Nisan 2018’de meydana gelen teknik sorunlar sonucunda 550 şubeli ve 8 bin 500’den fazla çalışanı olan İngiliz bankası TSB’nin operasyonları 3 hafta boyunca kesintiye uğramıştı. Bu olay sonunda oluşan zararlar ise şöyleydi: Normalden 8 kat fazla banka müşterisi başka bir bankaya geçti, 205 milyon euro’dan fazla bir meblağ, tazminat ve oluşan zararların giderilmesi için ödendi. Ayrıca üst düzey yöneticilerden biri de ayrılmak zorunda kaldı.
Yazan: Veeam EMEA Kıdemli Başkan Yardımcısı Daniel Fried
Bankanın bu olay sonucunda karşılaştıkları, bir veri kesintisinin neden olabileceği zararların görülebilmesi için iyi bir örnek oldu. Ama şirketlere risk oluşturan diğer pek çok faktör bulunuyor.
Fidye yazılımlar, siber suçluların talepleri karşılanıncaya kadar şirketlerin en çok ihtiyaç duyduğu hizmetlerine erişimini engelliyor. İngiltere’deki Ulusal Sağlık Hizmetleri ve Maersk gibi dünyanın en büyük gemicilik şirketlerinden birinin operasyonları 2017 yılında WannaCry ve NotPetya fidye yazılımları yüzünden çalışmaz hale gelmişti.
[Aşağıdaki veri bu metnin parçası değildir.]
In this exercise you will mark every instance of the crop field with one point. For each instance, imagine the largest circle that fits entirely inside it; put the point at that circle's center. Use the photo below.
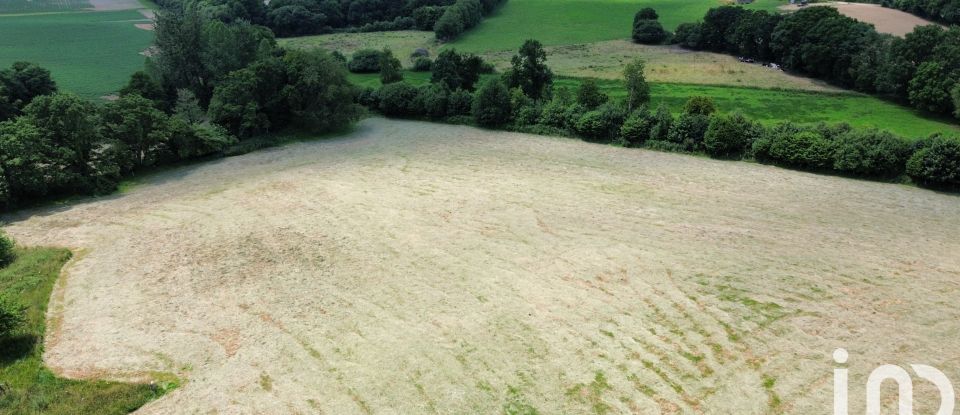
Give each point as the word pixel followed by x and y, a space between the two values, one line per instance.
pixel 411 267
pixel 885 20
pixel 768 106
pixel 41 6
pixel 569 22
pixel 89 53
Bunun yanında şirketler için çalışan kaynaklı tehditler de büyük problem yaratıyor. Geçtiğimiz yıl Tesla’da olduğu gibi çalışanlar şirketlerini sabote edebiliyorlar.
Ama kimi zaman doğa olayları sonucunda meydana gelen kazalar bu tür düşmanca ve hedefli saldırılardan çok daha dikkate değer olabiliyor.
Şirket yönetim kurulları acaba en son ne zaman büyük bir fırtına, deprem, sel ya da yangınla başa çıkabileceklerini konuştukları bir toplantı yapmıştır ki?
Teknik sorunların her an olması beklenebilir ya da şirketlerin zararlı bir yazılımla tehdit edilmesi veya bir sabotaja uğraması düşünülebilir. Ama çoğu yönetici doğal felaketleri göz ardı eder. Meydana geldiğindeyse, gerek kişisel gerekse de profesyonel olarak, oldukça yıkıcı olabileceklerine sayısız defa şahit olunmuştur. Kamu güvenliği için duyulan endişelerin yanında şehirlerin altyapıları haftalarca iş göremez hale gelebilir.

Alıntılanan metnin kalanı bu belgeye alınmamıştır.